I was always a big proponent of the nasal trumpet as well, but one thing that we've been playing with and found effective (I'm in academics) is actually pre-placing the endotracheal tube.
So instead of placing the nasal trumpet in the nare, you actually just gently place the 6-0 endotracheal tube blindly until you are passed the turbinates. The tip of the balloon will then be in the nasopharynx but still well above the cords - where the end of your nasal trumpet would usually be. You then use this as the conduit to pass your fiberoptic without picking up mucus on the turbinates, and when the fiberoptic is through the cords you can then just advance the ETT the rest of the way.
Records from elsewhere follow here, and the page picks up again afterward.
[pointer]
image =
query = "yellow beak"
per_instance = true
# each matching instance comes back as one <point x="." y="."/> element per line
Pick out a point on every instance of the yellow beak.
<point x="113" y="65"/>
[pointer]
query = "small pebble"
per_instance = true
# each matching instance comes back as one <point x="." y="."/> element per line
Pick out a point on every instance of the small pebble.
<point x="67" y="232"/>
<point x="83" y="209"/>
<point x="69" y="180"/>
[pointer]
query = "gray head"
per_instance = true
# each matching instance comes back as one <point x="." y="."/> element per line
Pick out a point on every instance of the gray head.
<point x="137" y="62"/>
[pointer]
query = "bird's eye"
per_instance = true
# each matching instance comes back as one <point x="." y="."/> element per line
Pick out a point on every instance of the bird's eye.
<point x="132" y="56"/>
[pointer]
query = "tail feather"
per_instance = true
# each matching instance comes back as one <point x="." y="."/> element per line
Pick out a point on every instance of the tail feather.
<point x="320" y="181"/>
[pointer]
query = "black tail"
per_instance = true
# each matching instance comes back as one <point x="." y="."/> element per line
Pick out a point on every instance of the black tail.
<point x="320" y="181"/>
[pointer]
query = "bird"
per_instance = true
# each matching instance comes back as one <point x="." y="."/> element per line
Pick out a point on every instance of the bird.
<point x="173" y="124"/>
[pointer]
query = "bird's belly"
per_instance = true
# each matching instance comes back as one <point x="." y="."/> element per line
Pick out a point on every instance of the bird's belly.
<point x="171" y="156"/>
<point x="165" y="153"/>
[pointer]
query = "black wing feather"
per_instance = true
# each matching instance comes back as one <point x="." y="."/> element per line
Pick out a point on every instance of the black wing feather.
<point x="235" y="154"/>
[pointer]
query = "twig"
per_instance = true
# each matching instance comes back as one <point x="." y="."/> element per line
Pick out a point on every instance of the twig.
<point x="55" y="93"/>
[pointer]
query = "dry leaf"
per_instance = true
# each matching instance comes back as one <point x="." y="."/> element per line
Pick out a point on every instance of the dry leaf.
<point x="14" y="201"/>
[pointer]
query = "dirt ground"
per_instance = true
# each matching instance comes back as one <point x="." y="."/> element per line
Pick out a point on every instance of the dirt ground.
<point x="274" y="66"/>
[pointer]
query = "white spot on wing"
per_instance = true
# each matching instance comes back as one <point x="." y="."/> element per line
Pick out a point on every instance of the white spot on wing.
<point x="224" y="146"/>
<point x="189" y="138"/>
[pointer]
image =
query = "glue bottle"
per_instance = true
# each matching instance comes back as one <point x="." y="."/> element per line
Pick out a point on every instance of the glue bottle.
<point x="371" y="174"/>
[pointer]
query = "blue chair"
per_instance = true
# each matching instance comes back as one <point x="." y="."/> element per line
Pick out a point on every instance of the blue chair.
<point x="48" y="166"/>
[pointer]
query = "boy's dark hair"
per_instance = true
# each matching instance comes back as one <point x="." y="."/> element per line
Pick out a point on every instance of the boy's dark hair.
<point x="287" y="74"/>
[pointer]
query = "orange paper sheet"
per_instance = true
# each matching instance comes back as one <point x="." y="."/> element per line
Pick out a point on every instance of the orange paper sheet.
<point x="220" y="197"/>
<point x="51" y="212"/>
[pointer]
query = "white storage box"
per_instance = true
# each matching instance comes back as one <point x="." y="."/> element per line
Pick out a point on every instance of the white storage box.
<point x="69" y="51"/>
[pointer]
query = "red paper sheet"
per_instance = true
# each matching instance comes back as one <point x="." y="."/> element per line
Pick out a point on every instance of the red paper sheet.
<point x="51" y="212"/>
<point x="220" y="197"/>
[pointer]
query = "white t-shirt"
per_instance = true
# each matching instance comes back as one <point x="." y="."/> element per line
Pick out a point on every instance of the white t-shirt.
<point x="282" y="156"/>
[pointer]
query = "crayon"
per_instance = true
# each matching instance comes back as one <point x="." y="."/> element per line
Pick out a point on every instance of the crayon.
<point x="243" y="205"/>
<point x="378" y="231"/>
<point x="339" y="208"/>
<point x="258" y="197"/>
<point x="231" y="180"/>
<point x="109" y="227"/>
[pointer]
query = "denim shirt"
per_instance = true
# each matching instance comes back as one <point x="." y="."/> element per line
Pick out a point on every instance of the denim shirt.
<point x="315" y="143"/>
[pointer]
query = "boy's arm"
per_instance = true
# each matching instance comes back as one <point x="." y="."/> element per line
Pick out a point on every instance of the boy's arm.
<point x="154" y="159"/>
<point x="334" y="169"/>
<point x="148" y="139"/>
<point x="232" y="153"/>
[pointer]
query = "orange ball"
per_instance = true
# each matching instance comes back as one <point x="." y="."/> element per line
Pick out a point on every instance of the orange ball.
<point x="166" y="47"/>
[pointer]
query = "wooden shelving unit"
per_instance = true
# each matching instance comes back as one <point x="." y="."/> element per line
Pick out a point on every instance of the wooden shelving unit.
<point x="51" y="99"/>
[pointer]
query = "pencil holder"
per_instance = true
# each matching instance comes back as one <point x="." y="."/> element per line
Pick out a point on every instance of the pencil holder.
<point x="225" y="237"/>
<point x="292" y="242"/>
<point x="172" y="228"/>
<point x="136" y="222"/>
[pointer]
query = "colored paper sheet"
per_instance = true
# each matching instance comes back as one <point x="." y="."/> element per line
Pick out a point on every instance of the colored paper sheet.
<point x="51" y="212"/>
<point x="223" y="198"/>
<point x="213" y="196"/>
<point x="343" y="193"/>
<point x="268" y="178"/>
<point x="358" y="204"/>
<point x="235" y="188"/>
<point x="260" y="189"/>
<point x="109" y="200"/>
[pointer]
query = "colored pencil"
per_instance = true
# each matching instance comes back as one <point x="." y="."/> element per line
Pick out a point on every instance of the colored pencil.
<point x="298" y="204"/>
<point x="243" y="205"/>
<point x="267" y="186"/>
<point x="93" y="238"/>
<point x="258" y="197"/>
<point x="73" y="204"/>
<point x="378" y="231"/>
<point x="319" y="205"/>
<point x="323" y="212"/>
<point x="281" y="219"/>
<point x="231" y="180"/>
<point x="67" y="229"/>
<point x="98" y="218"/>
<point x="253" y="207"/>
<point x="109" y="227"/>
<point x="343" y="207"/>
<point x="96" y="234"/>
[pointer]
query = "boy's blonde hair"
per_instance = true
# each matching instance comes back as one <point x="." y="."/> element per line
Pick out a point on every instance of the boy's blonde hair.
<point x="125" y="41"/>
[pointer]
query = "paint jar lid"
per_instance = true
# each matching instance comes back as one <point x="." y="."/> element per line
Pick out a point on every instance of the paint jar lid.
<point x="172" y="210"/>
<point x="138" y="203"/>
This eliminates the step of removing the nasal trumpet (easy enough with the pre-cutting, but still), as well as that unfortunate situation where your fiberoptic is through the cords but the ETT won't get through the turbinates
Food for thought my friends.
I don't know if there are any studies on this, but anecdotally it seems like this should be the standard of care in the ED. The vast majority of people who I have seen struggle with these (including ENT) is because the patient has huge turbinates and they can't navigate through the nasal cavity without getting fogged/misted or boogered up.
While I haven't encountered it personally on the two patient's I've done it on, I have noticed others really struggle to pass the tube through the nasal cavity despite ample lubrication. Your method could very realistically help avoid this complication.
I'm convinced by using this method, you really have to have absolutely minimal training with fiberoptic scopes and you can still manage the difficult airway.